Sable fish is one of the most fool proof types of fish there are when it comes to making a “wow-factor” meal with little effort. We love to support fresh, sustainable sea food and these beautiful fillets come from The Fish Counter in Vancouver on Main St and 22nd.   They also make all of their own stocks. Mike, one of the owners, suggested the Soba Dashi stock for the Sable Fish. It is a traditional Japanese stock with an Umami, sweet flavor. If you aren’t close to Vancouver, you can head to your local Asian market, or check the Asian isle in your grocery store for Soba Dashi.

Serves 4 people.

*Preheat Oven to 400 degrees F

Ingredients

SABLE FISH

  • 4 fillets of fresh Sable fish, skin on (Ocean Wise and/or locally caught is best)
  • ½ jar of The Fish Counter’s house made Soba Dashi Stock (or ¾ cups store bought Soba Dashi)
  • 1/3 cup Three Farmers Original Camelina Oil
  • A dozen baby heirloom carrots (or fresh baby carrots)
  • 2 large bunches of baby turnips (about 6-7 turnips per serving)
  • 1 cup broccoli fleurettes
  • Salt and pepper to taste

GINGERED YAMS

  • 2 large yams, sliced ¼ inch thick rounds and parboiled
  • ¼ cup brown sugar
  • 2 tbsp. honey
  • 1 tbsp. fresh, chopped ginger
  • 1 clove fresh garlic
  • 1 tbsp. gluten free Tamari (or soy sauce)
  • ½ jar of The Fish Counter’s house made Soba Dashi Stock (or ¾ cups store bought Soba Dashi)
  • 2 tbsp. Three Farmers Original Camelina Oil

 

Method

***Brining your fish is optional but is a great way to keep it moist and buttery. All you need is about a litre of water, a tablespoon of salt and a teaspoon of sugar. Dissolve the salt and sugar and place your fillets in the brine. Refrigerate for about 15-20 minutes while you are preparing the rest of the dish.

YAMS:

In a large frying pan, heat your camelina oil on medium and add your parboiled yam rounds to the pan. Sprinkle your sugar, ginger and garlic over the yams and pour in the tamari, honey and Soba Dashi. Cover with a lid and allow the yams to simmer, creating an Asian inspired syrup. Once they are browned and the syrup has thickened, turn the heat on low and allow to simmer while the fish cooks.

FISH:

Add your Camelina oil to a frying pan or skillet, and heat your camelina oil. Allow it to get quite hot and test the temperature by adding a drop of water to the pan. If it jumps, the pan is ready. Place the fillets skin side down in the pan and allow them to sear until the skin is a golden brown. Remove from the pan and place in an over safe dish, skin side up. Place all of your veggies around the fish and pour half of the Soba Dashi over them. Place it in your oven uncovered for about 15-20 minutes. If you get busy chatting over a glass of wine, don’t worry! Sable fish actually gets better the longer it cooks.

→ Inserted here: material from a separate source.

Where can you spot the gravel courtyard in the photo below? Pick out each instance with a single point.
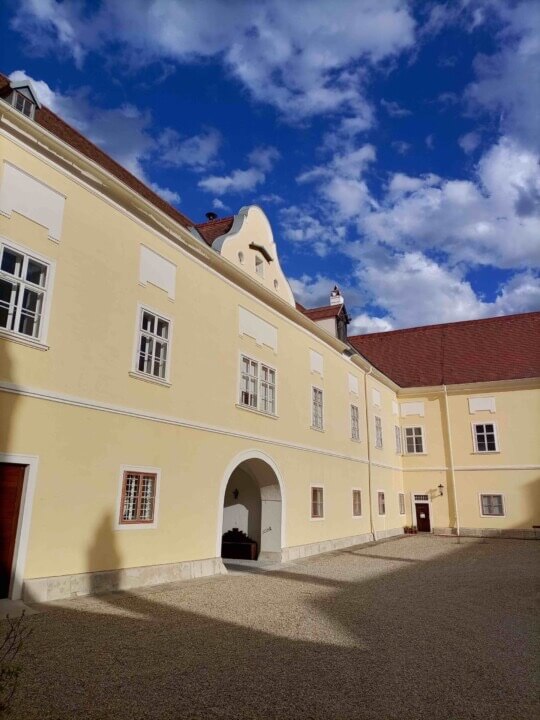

Once the skin has a nice crunch to it and your veggies and starting to brown, remove from the oven and serve, pouring the rest of the Soba Dashi over the veggies. Do not pour the broth over the skin as it will make it go soggy and you want a nice, crispy skin.

This is a beautifully buttery fish and goes very well with Chardonnay such as the Sandhill Chardonnay from Kelowna, BC.